The second fear is that the Saudis and Israel see the departure of Trump as a ticking clock that they need to beat.

“I’m afraid the Saudis or Israelis might see a sympathetic ear leaving the White House and a hostile one arriving and think that perhaps this will make a confrontation inevitable,” said a second NATO official. “Both countries are run by immature leaders who have been screaming about the need for war with Iran for so long it’s possible they really believe that a Biden administration will be followed by an Iranian nuclear attack.”


Axios reported two days ago that the IDF has been told to prepare for a possible U.S. attack on Iran before Trump leaves office, not because POTUS has given them any signal about it but because “senior Israeli officials anticipate ‘a very sensitive period’ ahead of Biden’s inauguration on Jan. 20.” With Biden about to take office, it’s arguably in Iran’s interest not to respond to today’s assassination and hope for a more conciliatory White House on January 20. But there’s only so much Biden will be able to do for them, at least initially.
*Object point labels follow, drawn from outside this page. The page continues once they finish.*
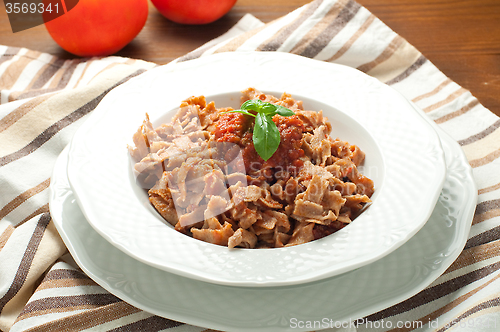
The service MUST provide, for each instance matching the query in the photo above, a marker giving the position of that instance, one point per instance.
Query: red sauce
(231, 127)
(237, 128)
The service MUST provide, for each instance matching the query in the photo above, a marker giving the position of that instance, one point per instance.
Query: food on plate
(207, 176)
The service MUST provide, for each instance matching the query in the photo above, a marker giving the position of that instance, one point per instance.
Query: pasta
(205, 178)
He won’t want to look weak right out of the gate; even if he approaches Iran about reinstating the nuclear deal, they may demand concessions that he’s unable to make, like “compensating” them for all of the damage to their economy inflicted by Trump’s sanctions. Plus, even if Iran would ideally prefer not to respond to U.S./Israeli operations like Fakhrizadeh’s assassination, at a certain point the need to save face internationally will usurp their patience. They’ve now lost two hugely important military figures in less than a year and imposed no penalty on the people responsible. At some point they have to retaliate.

Maybe they’re planning something for January in the belief that Trump won’t want to hit back in the last days of his presidency (which is incorrect) and that Biden won’t want to hit back in the first days of his presidency. Biden will want a “reset.” But Trump, always wanting to draw a “toughness” contrast with Democrats, certainly *would* retaliate against Iran in his final weeks rather than defer to Biden. It’ll be weird to watch the “End Endless Wars!” section of his base shift to cheerleading a Trump-led attack on Iran just because Biden’s too much of a wimp to do it but that may be where we’re headed.